Action Alert #95 – Don’t Forget: They Cut Social Security Before, They Could Do It Again!!!
Speak out now about this travesty!
“To save money” in the 1980’s, Congress added the unfair WEP formula that cuts public workers’ own earned benefits. They also devised the GPO to deprive (mostly) wives of fair earnings from their marriages. The RESULT? Less than a 2% savings of Social Security’s annual Old Age expenditures, and misery for millions!!!
Here’s the story with some new twists:
In 1983 Congress began a process of “strengthening” Social Security by cutting benefits. Starting retirement later reduced overall benefits for future retirees—they had to retire at 67 instead of 65 for full benefits. In addition, it was decided to eliminate what was considered double-dipping. This is when benefits were cut for those public employees who also had pensions from systems not paying into Social Security. However, these same people or their spouses had paid into both systems and therefore should receive their full benefits resulting from the Social Security taxes they did pay.
The Windfall Elimination Provision: Penalty for working 2 jobs.
It is important to understand how the standard Social Security benefit is calculated. Your benefit is an amount based on a calculation using your contributions over your working years and the number of years you have contributed. You get back 90% of the first $856 of the average earnings formula, 32% of the next cutoff amount, and 15% of the next higher amount. This balance reimburses low-income earners at a higher percentage of their PIA than of higher earners. Sounds fair. The WEP reverses that thinking by giving ALL those affected by the WEP only 40% rather than 90% of the first $856 of the amount and then reimbursing the rest of the PIA at the same rate as regular earners. That means that the lower-income earners affected by the WEP lose a higher percentage of their contributions than the higher earners. This is a brutally unfair and thoughtless process.
The Government Pension Offset: Losing your share of marriage benefits. The GPO deprives spouses, mostly women, of the ability to take advantage of the 50% increase in benefits earned by a couple with a non-Social Security-earning spouse. The general contribution rate was calculated to include spousal benefits. The GPO was based on the notion that if you had a government pension from an agency that didn’t participate in Social Security, that pension should make you ineligible for the spousal or survivor benefits for which your spouse had already paid. There is no Social Security correlation between the number of years you were a dependent spouse and how many years you paid into your pension.

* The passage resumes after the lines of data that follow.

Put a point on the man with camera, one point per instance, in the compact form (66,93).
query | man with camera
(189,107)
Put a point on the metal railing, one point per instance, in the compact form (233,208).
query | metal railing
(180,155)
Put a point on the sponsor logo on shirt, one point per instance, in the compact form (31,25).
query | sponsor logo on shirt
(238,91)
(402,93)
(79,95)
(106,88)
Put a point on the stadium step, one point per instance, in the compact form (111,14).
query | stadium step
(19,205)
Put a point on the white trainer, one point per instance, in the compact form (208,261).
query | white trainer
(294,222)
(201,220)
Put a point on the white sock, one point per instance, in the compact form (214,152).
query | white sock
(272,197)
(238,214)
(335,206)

As dependent spouses have gained more education and positions that pay more, a few years of professional work can eliminate ALL benefits for as many as twenty years of dependency on the spouse. This is often because they pay a higher premium into their professional pension than they would have into Social Security. The more they pay, the more Social Security they lose. The GPO is designed to eliminate up to 40% of one’s retirement income (pension + SS). Incredibly, in addition, as retirees get cost-of-living increases in their pension, they are required to report this amount to the Social Security Administration who will reduce their Social Security benefits $2 for every $3 of the pension’s cost-of-living increase. Often husbands die before their wives, expecting that the Social Security benefits they have paid for over a lifetime of work will help take care of their loved ones. Too often that does not happen. In fact, many widows lose all of their earned Social Security benefits, ruining the opportunity for a secure retirement.